The walls echoed with tortured moans, and the stench inside the room overwhelmed her. The tears she had been fighting finally broke free and slipped down her cheeks unchecked. This had to be a nightmare. It could not be real.
Even as she repeated that to herself, the cold seeped up from the floor and chilled her to the bone. The one saving grace was that it made her too numb to feel any more pain, and she sat deathly still.
The room was about twice the size of the room Bones had kept her in. As her eyes grew accustomed to the dark, Arista could make out dozens of bodies sprawled across the floor.
At the far end of the room, a figure detached from the shadows and started toward her. A misshapen figure, walking with an awkward shuffle-thump gait. Arista pushed clumsily to her feet, trying to force the cold from her limbs, at least enough so that she could move if needed. Others were stirring awake now, and several sat up, rubbing their eyes until they saw her.
Arista pressed back against the steel door, but it would not give under the pressure. A scratching sound came from near her and Arista saw a young girl cowering in the corner. There was something so familiar about the look in her eyes. The fear. Arista took a step toward her, but the girl scrambled back until she had wedged herself in the corner. She had the look of a wild animal about her.

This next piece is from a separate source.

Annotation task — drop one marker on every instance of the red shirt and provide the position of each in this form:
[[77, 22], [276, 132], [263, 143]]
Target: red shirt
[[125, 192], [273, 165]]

It was a look she remembered well.
“Are you a lady, then?” a different woman asked. She had on a dirt-stained shift and her feet were bare and black. Her hair had been nearly all chopped off, and stood out from her head in uneven peaks. “We don’t get many hoity-toities in here. That dress would fetch me a nice hot meal.” A gleam came into the woman’s eyes as she stood.
Arista watched the woman warily. She’d had run-ins with people like her before. They weren’t all there in the head, and that made them more dangerous than if they were in their right mind. Arista slowly wrapped the extra chain around her fingers.
The woman crept closer, licking her cracked lips.
The others would be no help—already they were cowering away from the crazy one. A low whimper came from the girl in the corner. Arista’s stomach rolled. A sour taste coated the back of her tongue. It would not be the first time she had fought for what was hers. She could scream, but her voice would only be one among hundreds. No one would come to her aid here. She gripped the chain tight in her fist and waited. There would only be one chance to take the woman by surprise. The woman outweighed Arista by at least four stone.
“Time to pay up, your ladyship.” The woman lunged at her. Arista waited until the woman’s hand was almost at her neck before she swung her chain-covered fist as hard as she could at her jaw. Her fist connected with a thud, and the woman’s head snapped back. She moaned low in her throat and fell to the ground in a heap. Arista stared down at her, panting for air, but the woman didn’t move.
Everyone in the cell froze, looking at Arista. The girl in the corner pushed herself to her feet, and her gaze kept darting to the woman lying on the floor. Arista didn’t know what to do next. She loosened her grip and the small length of chain unraveled. There was blood on her knuckles, but she wasn’t sure whose it was.
A woman leaned over the body. After a moment, she looked up. “She ain’t dead. Don’t matter much—heard you’ll be swinging from the rope at dawn. Corpses don’t need clothes, so they’ll be hers come morning.”
A loud metallic clink sounded on the door right by her head, and she jumped away as it swung open. “You.” The jailer pointed at Arista. “Outside.”
She looked over her shoulder, then took several hesitant steps out of the cell.
“I warned you, gypsy.” Nic stood in the doorway, his arms crossed over his chest.
What the hell was he doing there? Had he come to gloat? Rage filled her, fast and fierce, and she yanked free of the guard with a primal growl. Her fists hit his chest, but it was like striking a stone wall. Nic grabbed her hands and held them with just one of his. He leaned down very close to whisper in her ear.
“What the bloody hell were you thinking, going back to the party? Huntington couldn’t wait to tell Wild what you wanted.”
“I needed something on Wild. Raffer is blackmailing someone I care about, and I have to help them,” she sobbed. “You have to help me, Nic.”
“You should have listened to me, gypsy. There’s only so much I can do to protect you now. The next time I say run, you run,” he hissed low in her ear before spinning her around and shoving her back at the guard. Instead of catching her, the man stepped back and Arista sprawled onto the cold stone floor. A sharp pain shot through her knee.